Smokers self-reported at 6% before the program and 3% after it.  No one hazarded a guess that perhaps some employees were, oh, I dunno, lying?

However, no one can accuse Pfizer of lying about their weight loss results.  In particular check out this comparison, which was offered with a straight face, of employees who read their weight-loss messages vs. employees who didn’t.

pfizer

Over the course of the study, people who didn’t read their messages gained 1.6 ounces while employees who did lost 2.9 ounces.  You could practically attribute that differential performance to the calories required to open the emails.

News flash: The Wellness Ignorati are ignoring facts for a change

No more deception

There has to be a limit, even to deception

The Wellness Ignorati got their name by ignoring facts. Facts, of course, are the wellness industry’s worst nightmare. They ignore them In order to avoid creating news cycles that might reach human resources departments despite the best efforts of their consultants and vendors to shield them from actual information.

And they’re at it again.

First, Atul Gawande wrote a scathing article in the New Yorker about massive overscreening earlier this month. As Mitch Collins noted in The Health Care Blog, not a peep in response from the perpetrators of those hyperdiagnostic jihads. Nor has their been any response to Mitch’s article itself. Literally, no one defends wellness industry practices. And yet somehow all the laws are on their side.

Speaking of which, Mitch mentioned the famous Nebraska debacle, in which the vendor, Health Fitness Corporation, lied about making “life-saving catches” of “early-stage cancers.”  Since HFC was a sponsor of Ron Goetzel’s Koop Award, Ron naturally gave them that prize for these lies.

However, we’ve thrown down the gauntlet. HFC, come on out and fight. Give us your side of the story. How was this not a deliberate lie designed to score political points in Nebraska?  If it was a mistake, why didn’t you change it and apologize? How do those 514 cancer non-victims feel? And Mr. Goetzel, why do you not only keep defending HFC, but have even upped the ante? They’ve been promoted from “best practice” to “exemplar” in your most recent webinar.

Quizzify Q in B and W

As long as wellness vendors are silent, we won’t shut up.
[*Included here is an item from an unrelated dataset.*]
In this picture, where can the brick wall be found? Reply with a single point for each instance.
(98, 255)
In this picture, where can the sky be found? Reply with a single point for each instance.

Speaking of non-responses from Mr. Goetzel, where is the correction of or explanation for the massive mistake in Mr. Goetzel’s most recent wellness program evaluation? All those readers have been misled by his blog into thinking Graco’s costs/employee are $2280/year when in reality the cost per employee contract holder — according to Mr. Goetzel’s own blog — is about  $11,100, like almost every other company. (That includes spouses and dependents but any reasonable dependent ratio would yield more like a typical $5000 to $6000 per employee rather than $2280.) I know he knows about this mistake because I’ve submitted a comment to his blog, which shockingly hasn’t been posted.

So, please, could someone actually respond for a change, even if it’s just to accuse us of bullying.